Dr Dan Roden and Beata Kiedik lead the single cell transcriptomics Breast Cancer Atlas. Dr Roden is a senior bioinformatician in the Swarbrick lab and conjoint lecturer at UNSW. He leads the computational team at the heart of the Breast Cancer Atlas. Beata Kiedik holds a Masters degree and significant experience in Bioinformatics. The Breast Cancer Atlas is a major component of her current PhD candidature.  

Dr Hani Kim is a computational biologist with a record of achievement in developing new computational methods to gain biological insight. Her work exploits the full possibilities presented by this multi-omic analysis, by integrating the various data modalities to explore tumour biology.

Kate Harvey, with Jessica Yang, led the collection of the Breast Cancer Atlas tissue samples over the last 9 years. The atlas contains more than 500 primary lesions, from which more than 1.5 million single cells have been sequenced.  Kate has developed customised methods for sample storage compatible with cellular genomic sequencing platforms, and for high throughput sample processing. 

Kate Saw leads the collection and integration of clinical and follow-up information for each patient, which will enable identification of molecular associations with clinical outcomes and drug response. 

We gratefully acknowledge our clinical collaborators that have enabled extensive tissue sampling, including Dr Mun Hui, Dr Elgene Lim and Dr Davinia Seah. We also thank our national and international collaborators, Professor Sean Grimmond and Professor Chuck Perou.  

Dr Eva Apostolov leads the localised prostate cancer (PCa) project. PCa exhibits diverse clinical outcomes. PCa lacks intrinsic and clinically relevant molecular subtypes, with their discovery hindered by significant inter- and intratumoural heterogeneity (ITH). 

ITH is partially driven by the multifocal nature of PCa, with multiple independent cancer foci hypothesised to arise under the influence of a tumour-promoting microenvironment. Where traditional genomic approaches have failed, constructing a comprehensive, biology-driven cellular model of PCa is crucial for advancing our understanding of PCa biology.  

Eva has generated a scRNA-seq transcriptomic atlas of hormone therapy-naïve localised PCa samples and complementary spatial transcriptomic data. Her primary interest lies in elucidating the interactions between the widely perturbed prostatic epithelium and the cellular constituents of the tumour microenvironment. 

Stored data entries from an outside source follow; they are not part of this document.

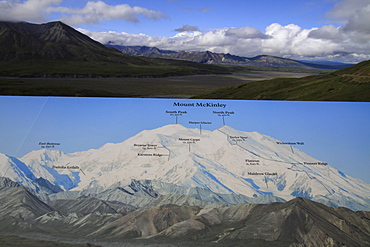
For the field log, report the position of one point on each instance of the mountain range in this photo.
(348, 84)
(174, 184)
(207, 57)
(55, 49)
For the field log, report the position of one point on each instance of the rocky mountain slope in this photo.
(299, 222)
(55, 49)
(221, 58)
(220, 167)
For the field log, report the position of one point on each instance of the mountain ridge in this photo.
(209, 57)
(223, 161)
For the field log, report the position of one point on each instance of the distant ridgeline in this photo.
(176, 184)
(208, 57)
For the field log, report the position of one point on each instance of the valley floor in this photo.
(168, 87)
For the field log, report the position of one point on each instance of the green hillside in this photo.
(349, 84)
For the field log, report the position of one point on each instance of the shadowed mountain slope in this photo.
(57, 50)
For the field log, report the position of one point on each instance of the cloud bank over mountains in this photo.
(348, 42)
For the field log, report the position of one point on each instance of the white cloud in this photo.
(92, 12)
(97, 11)
(290, 41)
(186, 28)
(246, 33)
(345, 9)
(30, 10)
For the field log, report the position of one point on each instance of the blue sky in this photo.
(337, 30)
(336, 133)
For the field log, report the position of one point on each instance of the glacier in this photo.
(223, 161)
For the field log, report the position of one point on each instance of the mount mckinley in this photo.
(220, 167)
(176, 185)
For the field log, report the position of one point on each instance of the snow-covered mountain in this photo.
(224, 161)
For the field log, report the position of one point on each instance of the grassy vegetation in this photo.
(15, 241)
(73, 68)
(350, 84)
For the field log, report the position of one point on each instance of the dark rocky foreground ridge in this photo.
(208, 57)
(55, 49)
(299, 222)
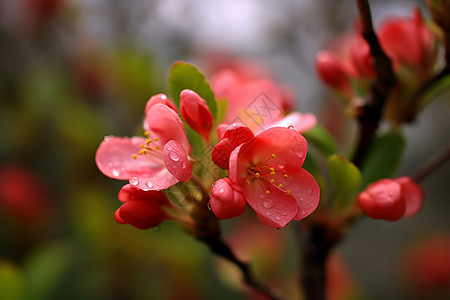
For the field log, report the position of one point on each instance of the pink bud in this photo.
(383, 200)
(232, 136)
(331, 71)
(391, 199)
(226, 200)
(196, 113)
(142, 209)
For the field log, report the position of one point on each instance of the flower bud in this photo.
(141, 209)
(196, 113)
(226, 201)
(383, 200)
(391, 199)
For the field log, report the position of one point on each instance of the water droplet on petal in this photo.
(134, 181)
(268, 204)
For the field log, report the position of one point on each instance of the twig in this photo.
(431, 166)
(207, 230)
(221, 249)
(370, 114)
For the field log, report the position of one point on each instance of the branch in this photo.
(370, 114)
(431, 166)
(207, 230)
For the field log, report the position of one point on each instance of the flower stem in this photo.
(370, 114)
(207, 230)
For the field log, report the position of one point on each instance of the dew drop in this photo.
(267, 204)
(174, 156)
(134, 181)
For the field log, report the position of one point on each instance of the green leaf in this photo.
(11, 281)
(383, 157)
(345, 179)
(184, 75)
(322, 139)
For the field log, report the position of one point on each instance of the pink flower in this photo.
(141, 209)
(153, 163)
(408, 41)
(391, 199)
(227, 201)
(252, 101)
(268, 171)
(196, 113)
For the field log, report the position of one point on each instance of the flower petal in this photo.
(300, 122)
(304, 188)
(226, 201)
(166, 125)
(176, 161)
(287, 146)
(114, 158)
(274, 209)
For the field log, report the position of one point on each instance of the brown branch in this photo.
(207, 230)
(431, 166)
(371, 113)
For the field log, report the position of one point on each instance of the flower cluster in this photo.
(257, 143)
(347, 66)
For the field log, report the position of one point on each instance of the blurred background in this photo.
(72, 72)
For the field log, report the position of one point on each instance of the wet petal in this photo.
(287, 146)
(165, 124)
(177, 161)
(413, 194)
(226, 201)
(299, 122)
(274, 209)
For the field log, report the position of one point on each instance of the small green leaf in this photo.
(184, 75)
(322, 139)
(345, 179)
(11, 281)
(383, 157)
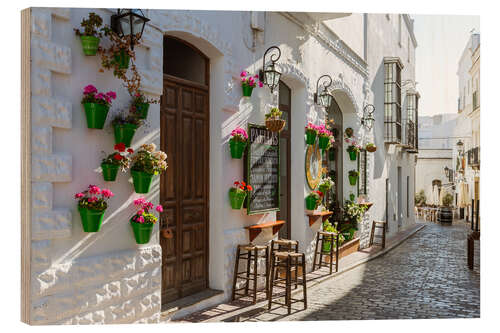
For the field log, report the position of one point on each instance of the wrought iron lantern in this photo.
(323, 98)
(129, 22)
(368, 119)
(269, 75)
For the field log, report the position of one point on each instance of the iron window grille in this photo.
(392, 101)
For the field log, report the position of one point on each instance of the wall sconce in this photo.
(270, 76)
(368, 119)
(129, 22)
(324, 98)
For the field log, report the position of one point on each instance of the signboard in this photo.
(262, 170)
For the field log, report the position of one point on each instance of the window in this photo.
(392, 101)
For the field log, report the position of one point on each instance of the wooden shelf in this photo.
(255, 229)
(313, 217)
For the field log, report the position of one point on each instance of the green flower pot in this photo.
(310, 137)
(247, 90)
(237, 148)
(91, 219)
(124, 133)
(311, 203)
(352, 155)
(142, 110)
(323, 142)
(142, 181)
(122, 58)
(109, 171)
(96, 114)
(236, 198)
(142, 231)
(90, 44)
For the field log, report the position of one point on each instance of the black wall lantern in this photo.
(129, 22)
(323, 98)
(269, 75)
(368, 119)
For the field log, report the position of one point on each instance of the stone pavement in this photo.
(425, 277)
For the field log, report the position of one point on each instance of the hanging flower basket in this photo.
(275, 125)
(122, 58)
(96, 114)
(142, 181)
(142, 231)
(90, 44)
(124, 133)
(109, 171)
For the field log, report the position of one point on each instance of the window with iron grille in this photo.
(392, 101)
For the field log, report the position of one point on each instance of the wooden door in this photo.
(184, 187)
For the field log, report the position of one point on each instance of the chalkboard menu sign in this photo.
(262, 170)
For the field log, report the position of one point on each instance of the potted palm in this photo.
(238, 193)
(147, 163)
(91, 35)
(92, 205)
(353, 177)
(273, 121)
(238, 142)
(114, 161)
(143, 221)
(96, 106)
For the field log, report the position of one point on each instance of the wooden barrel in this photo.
(445, 215)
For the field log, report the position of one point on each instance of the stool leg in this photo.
(304, 289)
(256, 257)
(235, 278)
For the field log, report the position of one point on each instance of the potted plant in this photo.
(115, 161)
(96, 106)
(92, 205)
(143, 221)
(313, 200)
(353, 177)
(91, 35)
(238, 193)
(146, 164)
(238, 142)
(311, 132)
(273, 121)
(124, 128)
(371, 147)
(249, 82)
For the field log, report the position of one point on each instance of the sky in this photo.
(441, 40)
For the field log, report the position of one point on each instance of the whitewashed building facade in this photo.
(71, 277)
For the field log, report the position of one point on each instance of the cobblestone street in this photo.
(425, 277)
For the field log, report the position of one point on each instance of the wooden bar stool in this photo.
(288, 261)
(323, 237)
(251, 253)
(381, 225)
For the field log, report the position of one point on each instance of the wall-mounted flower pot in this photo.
(142, 110)
(142, 181)
(109, 171)
(311, 203)
(96, 114)
(310, 137)
(237, 148)
(236, 198)
(323, 142)
(90, 44)
(353, 155)
(142, 231)
(124, 133)
(247, 90)
(122, 58)
(91, 219)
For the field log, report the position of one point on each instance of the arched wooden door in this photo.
(184, 187)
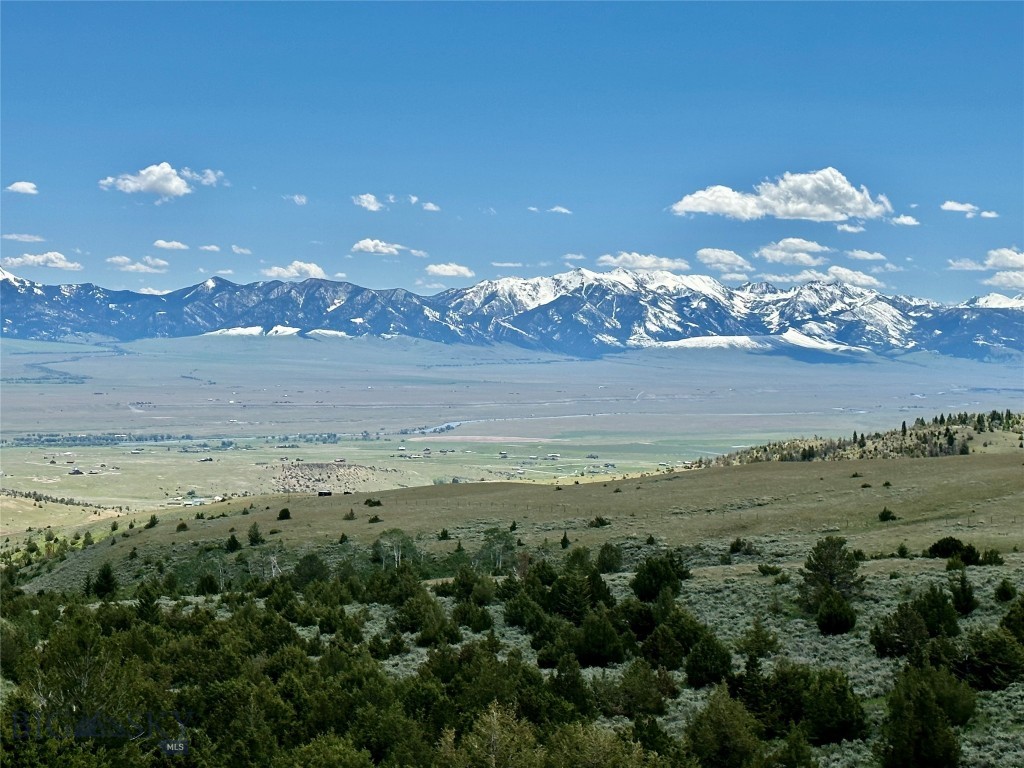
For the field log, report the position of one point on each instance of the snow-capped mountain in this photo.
(580, 312)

Dr Lucy Haggstrom is a medical oncology fellow who has commenced a PhD with the Swarbrick and Connie Johnson Laboratories. Dr Haggstrom leads a project exploring the use of progesterone in hormone receptor positive breast cancer, and the effects of pre-operative endocrine therapy on the tumour microenvironment. She has been awarded the White Walker scholarship from the University of New South Wales to support her research.